It's a week since I made my resolution to keep off the
crystal meth newspapers- and I haven't boken it yet. I may have picked up a copy of the Daily Mail at the in-laws house, but I put it down again pretty smartish. Besides, the Mail doesn't really count, it's the broadsheets that suck me in and waste the precious minutes of my life. I've been watching the TV news- which tells me enough of what's happening out there to keep me afloat and able to make polite conversation. Let me see, the banks have either been making obscene profits or catastrophic losses- as they do, someone or other has said the retirement age may be raised to 70 by the year 2045 (by which time I expect to be ashes), there was a power boat crash in Dover (illustrated by a tranquil, sunny view of Dover bay), the new commanding officer in Afghanistan- who wears glasses, but otherwise possesses the right degree of aristocratic hauteur- has said the army could be stuck out there for 30 or 40 years, and the England cricket team has collapsed against the Aussies at Headingley. Gordon Brown is on holiday so we've seen nothing at all of him- which is nice.

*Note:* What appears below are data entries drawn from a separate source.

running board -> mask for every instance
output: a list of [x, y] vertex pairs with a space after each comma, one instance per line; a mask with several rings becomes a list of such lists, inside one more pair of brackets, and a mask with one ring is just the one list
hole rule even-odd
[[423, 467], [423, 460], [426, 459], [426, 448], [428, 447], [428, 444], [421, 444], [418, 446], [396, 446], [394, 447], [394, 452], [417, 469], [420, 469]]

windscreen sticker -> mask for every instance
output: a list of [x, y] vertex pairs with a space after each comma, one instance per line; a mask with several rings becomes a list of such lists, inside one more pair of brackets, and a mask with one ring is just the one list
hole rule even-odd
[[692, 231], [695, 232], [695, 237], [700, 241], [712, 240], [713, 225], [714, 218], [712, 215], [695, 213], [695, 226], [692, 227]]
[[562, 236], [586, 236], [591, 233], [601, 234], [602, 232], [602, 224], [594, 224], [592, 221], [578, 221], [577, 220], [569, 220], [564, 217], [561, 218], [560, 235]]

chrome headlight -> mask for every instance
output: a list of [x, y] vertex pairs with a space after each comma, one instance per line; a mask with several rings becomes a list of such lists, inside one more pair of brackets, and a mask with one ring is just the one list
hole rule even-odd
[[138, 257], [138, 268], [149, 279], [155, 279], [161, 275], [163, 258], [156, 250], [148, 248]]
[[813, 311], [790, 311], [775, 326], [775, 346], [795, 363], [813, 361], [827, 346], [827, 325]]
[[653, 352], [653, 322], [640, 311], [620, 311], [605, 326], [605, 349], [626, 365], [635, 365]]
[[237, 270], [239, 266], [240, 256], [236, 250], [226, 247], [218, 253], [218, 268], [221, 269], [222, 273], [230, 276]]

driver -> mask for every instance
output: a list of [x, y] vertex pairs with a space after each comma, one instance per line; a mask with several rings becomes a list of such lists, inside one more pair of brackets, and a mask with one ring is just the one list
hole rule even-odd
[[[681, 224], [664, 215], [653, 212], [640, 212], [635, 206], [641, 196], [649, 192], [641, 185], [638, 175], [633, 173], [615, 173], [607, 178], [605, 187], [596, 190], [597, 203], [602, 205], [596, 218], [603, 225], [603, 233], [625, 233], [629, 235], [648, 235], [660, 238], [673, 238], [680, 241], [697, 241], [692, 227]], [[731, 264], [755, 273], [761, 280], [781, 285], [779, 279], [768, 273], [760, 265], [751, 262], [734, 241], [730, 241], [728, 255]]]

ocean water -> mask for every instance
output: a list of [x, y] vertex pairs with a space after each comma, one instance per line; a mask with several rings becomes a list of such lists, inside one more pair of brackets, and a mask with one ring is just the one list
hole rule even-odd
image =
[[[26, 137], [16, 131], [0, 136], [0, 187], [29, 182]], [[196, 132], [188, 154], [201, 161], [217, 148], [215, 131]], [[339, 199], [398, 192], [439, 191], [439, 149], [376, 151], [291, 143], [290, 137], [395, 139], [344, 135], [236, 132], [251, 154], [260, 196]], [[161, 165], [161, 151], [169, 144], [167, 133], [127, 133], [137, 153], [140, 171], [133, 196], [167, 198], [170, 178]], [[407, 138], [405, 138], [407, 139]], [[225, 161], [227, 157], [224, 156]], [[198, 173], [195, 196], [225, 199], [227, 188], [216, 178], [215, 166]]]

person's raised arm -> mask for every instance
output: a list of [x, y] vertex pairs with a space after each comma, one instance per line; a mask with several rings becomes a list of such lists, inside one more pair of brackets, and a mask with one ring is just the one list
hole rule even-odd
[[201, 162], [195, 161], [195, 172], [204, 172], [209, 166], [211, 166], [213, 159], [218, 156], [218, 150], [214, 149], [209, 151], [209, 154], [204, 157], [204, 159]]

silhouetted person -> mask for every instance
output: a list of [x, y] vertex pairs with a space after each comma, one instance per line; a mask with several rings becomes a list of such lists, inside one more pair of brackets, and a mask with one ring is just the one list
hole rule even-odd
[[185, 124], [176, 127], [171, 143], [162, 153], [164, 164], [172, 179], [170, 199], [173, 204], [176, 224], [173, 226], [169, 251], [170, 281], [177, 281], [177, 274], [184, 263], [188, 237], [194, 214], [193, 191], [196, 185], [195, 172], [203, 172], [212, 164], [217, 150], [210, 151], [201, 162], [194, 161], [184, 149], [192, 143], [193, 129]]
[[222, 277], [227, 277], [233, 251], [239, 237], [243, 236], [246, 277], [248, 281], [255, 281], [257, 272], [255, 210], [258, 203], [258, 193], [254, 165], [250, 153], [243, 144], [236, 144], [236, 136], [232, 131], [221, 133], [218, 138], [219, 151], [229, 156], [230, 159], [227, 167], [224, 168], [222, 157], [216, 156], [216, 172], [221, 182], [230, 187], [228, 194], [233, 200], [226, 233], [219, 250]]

Not reading the newspapers has freed me up to do other things- like slap yatch varnish on the window ledge by the kitchen sink, like make plum crumble (from a recipe ganked off a blog), like organise the kitchen, like sort through the first two years of this journal and restore some of the photographs that were lost when we cancelled the contract with the picture hosting site in 2005.
I was badly tempted this morning. The pull of the Sunday papers is particularly strong and insistent (childhood memories, I suppose, of how fat and juicy the Sunday Times used to be with its wonderfully innovative colour magazine) but I resisted.